Creating my own Compiler - Part 2
Extending what was completed in Part 1, we move on from the lexer to the parser.
Main Test Function
The lexer was refactored to bring the I/O portion out of it and the output of the parser is a collection of classes representing the structure.
from generator import Lexer
from generator import Parser
from generator import SyntaxTree
def cli_main():
filename = "D:\\Projects\\lexer\\test1.dmod"
data = None
with open(filename) as f:
data = f.read()
lexer = Lexer(data)
data = SyntaxTree()
parser = Parser(lexer, data)
parser.parse()
print(data)
if __name__ == '__main__':
cli_main()
Model File
Similar to part 1, this is the file being compiled into other format.
enum Enum1 {
Unknown = 0 [display = "Unknown"],
Uninstalled = 1,
Installed = 2,
}
struct Type0 {
bool active [display = "Active"];
}
struct Type1 {
int32_t var1 [display = "Var 1", units = "Hz"];
Type0 var2 [display = "Var 2", group = "Group 1"];
bool[32] array1;
int32_t bitmask [monitor = false];
}
Parser Core Operation
The parser owns the list of keywords and is organized to call a specific handler based on the keyword at the top level.
import re
from .lexer import Lexer
from .lexer import TokenType
from .syntax import *
class Parser:
def __init__(self, lexer, ast_data):
self.lexer = lexer
self.ast_data = ast_data
self.token = None
self.keywords = [
'enum',
'struct'
]
self.subparsers = {
'enum': self.parse_enum,
'struct': self.parse_struct,
}
self.hex_regex = re.compile('^0[xX][0-9a-fA-F]+$')
self.binary_regex = re.compile('^0[bB][0-1]+$')
self.number_regex = re.compile('^\\d+\\.?\\d*$')
self.integer_regex = re.compile('^\\d*$')
def parse(self):
self.lexer.keywords = self.keywords
while True:
token = self.lexer.get_token()
if token:
if token.kind == TokenType.KEYWORD:
if token.text in self.subparsers:
item = self.subparsers[token.text]()
if item:
self.ast_data.add(item)
else:
raise Exception('syntax error')
else:
break
def next_token(self):
self.token = self.lexer.get_token()
def peek_next_token(self):
return self.lexer.peek_token()
Parsing a Struct
The following method handles parsing a top-level structure, where a struct has a unique name and contents within the braces make up the structure.
def parse_struct(self):
item = StructDef()
item.name = self.parse_name_token()
self.expect_token(TokenType.OP_LEFT_BRACE)
while True:
next_token = self.peek_next_token()
if next_token:
if next_token.kind == TokenType.OP_RIGHT_BRACE:
break
else:
break
child = self.parse_struct_item()
if child:
item.add(child)
else:
break
self.expect_token(TokenType.OP_RIGHT_BRACE)
return item
The following method handles parsing a specific structure item by retrieving tokens and evaluating allowed syntax.

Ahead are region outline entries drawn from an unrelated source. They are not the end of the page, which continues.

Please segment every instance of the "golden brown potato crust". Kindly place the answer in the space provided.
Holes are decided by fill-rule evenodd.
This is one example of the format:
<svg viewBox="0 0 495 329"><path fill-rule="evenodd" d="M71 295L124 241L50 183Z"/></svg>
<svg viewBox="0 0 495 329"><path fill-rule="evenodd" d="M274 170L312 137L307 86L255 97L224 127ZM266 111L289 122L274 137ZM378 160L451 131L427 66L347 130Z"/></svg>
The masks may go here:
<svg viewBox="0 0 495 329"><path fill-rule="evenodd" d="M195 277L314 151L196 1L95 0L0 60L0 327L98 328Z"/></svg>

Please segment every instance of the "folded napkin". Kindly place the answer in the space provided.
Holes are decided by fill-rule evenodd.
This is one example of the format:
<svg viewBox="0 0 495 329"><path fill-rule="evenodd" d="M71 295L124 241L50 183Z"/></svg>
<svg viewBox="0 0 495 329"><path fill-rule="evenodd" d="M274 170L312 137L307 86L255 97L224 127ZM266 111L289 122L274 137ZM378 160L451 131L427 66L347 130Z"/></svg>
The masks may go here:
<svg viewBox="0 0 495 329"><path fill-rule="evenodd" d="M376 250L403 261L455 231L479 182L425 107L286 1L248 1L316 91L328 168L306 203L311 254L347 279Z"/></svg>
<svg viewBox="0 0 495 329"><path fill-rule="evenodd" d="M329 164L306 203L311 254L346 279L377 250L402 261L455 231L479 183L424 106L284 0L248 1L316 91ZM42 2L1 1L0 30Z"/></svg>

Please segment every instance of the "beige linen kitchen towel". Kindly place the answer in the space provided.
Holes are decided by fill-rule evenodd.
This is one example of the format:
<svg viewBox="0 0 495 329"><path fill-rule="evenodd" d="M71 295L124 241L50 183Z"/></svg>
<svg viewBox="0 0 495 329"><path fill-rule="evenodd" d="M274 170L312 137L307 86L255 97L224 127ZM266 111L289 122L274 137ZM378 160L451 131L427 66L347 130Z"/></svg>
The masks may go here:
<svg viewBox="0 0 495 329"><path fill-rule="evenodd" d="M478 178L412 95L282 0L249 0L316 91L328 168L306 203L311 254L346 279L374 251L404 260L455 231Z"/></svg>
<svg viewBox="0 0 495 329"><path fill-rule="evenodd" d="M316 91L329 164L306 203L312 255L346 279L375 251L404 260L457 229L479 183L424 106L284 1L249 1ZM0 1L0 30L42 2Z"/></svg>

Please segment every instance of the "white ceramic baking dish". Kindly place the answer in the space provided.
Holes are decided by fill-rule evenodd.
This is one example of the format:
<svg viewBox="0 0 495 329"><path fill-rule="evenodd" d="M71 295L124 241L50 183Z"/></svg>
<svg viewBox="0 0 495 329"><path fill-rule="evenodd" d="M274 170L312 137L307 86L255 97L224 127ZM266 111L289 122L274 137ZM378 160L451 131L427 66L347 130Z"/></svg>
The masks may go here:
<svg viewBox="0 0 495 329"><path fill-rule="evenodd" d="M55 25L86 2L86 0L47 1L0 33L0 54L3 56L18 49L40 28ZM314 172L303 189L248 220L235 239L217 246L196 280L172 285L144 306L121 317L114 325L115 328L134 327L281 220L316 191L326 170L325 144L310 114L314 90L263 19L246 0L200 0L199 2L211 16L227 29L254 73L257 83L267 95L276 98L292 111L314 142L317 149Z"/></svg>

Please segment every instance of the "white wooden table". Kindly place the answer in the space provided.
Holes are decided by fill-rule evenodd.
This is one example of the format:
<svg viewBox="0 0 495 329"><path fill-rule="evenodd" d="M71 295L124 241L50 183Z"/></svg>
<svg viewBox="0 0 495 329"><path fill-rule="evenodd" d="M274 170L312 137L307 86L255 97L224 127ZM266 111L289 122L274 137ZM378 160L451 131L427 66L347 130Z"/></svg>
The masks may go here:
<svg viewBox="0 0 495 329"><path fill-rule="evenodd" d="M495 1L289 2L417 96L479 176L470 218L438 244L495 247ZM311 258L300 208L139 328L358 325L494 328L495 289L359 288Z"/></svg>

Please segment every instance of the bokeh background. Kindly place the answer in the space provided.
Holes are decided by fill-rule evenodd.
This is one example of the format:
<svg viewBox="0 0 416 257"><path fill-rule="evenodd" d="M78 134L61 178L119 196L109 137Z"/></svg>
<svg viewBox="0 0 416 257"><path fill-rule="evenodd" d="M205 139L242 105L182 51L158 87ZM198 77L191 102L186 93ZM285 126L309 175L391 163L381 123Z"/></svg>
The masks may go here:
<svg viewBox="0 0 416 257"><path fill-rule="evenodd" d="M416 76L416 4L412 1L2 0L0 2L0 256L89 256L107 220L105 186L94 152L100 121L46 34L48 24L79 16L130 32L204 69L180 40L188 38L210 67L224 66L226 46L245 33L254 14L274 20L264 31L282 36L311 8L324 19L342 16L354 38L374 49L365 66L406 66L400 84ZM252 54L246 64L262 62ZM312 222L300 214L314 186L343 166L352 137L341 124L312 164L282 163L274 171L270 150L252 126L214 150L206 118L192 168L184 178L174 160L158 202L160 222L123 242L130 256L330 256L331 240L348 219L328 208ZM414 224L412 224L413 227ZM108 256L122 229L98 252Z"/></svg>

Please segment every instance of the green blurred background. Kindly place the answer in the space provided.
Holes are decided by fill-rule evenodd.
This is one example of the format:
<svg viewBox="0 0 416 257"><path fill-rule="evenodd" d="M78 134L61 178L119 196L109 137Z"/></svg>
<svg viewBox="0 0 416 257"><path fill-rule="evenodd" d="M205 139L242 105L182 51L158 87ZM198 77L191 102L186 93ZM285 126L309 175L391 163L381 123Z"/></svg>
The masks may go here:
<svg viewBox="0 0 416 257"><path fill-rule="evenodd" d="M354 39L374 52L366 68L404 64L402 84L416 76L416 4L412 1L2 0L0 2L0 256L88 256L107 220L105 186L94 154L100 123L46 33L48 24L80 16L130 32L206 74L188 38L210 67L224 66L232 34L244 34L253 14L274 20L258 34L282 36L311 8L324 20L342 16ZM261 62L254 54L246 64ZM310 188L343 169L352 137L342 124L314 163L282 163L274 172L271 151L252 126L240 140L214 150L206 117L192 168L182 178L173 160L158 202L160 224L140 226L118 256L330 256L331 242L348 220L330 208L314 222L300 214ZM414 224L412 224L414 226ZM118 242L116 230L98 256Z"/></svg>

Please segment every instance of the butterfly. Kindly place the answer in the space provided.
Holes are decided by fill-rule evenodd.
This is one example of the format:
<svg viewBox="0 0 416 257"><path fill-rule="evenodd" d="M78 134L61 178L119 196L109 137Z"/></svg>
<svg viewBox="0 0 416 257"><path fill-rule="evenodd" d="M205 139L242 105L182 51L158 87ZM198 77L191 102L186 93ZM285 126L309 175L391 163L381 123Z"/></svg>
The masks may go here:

Specifically, format is data-type, name and other misc attributes, where the data-type may be an array or a type.
def parse_struct_item(self):
item = StructItemDef()
# Data type first
item.data_type = self.parse_name_token()
# Check for optional array specifier
next_token = self.peek_next_token()
if next_token.kind == TokenType.OP_LEFT_BRACKET:
self.next_token()
# this is an array
item.dim = self.parse_integer_token()
self.expect_token(TokenType.OP_RIGHT_BRACKET)
# item identifier
item.name = self.parse_name_token()
# check for optional properties and end of statement
while True:
next_token = self.peek_next_token()
if next_token:
# optional assignment to a value
if next_token.kind == TokenType.OP_LEFT_BRACKET:
self.next_token()
item.properties = self.parse_property_list()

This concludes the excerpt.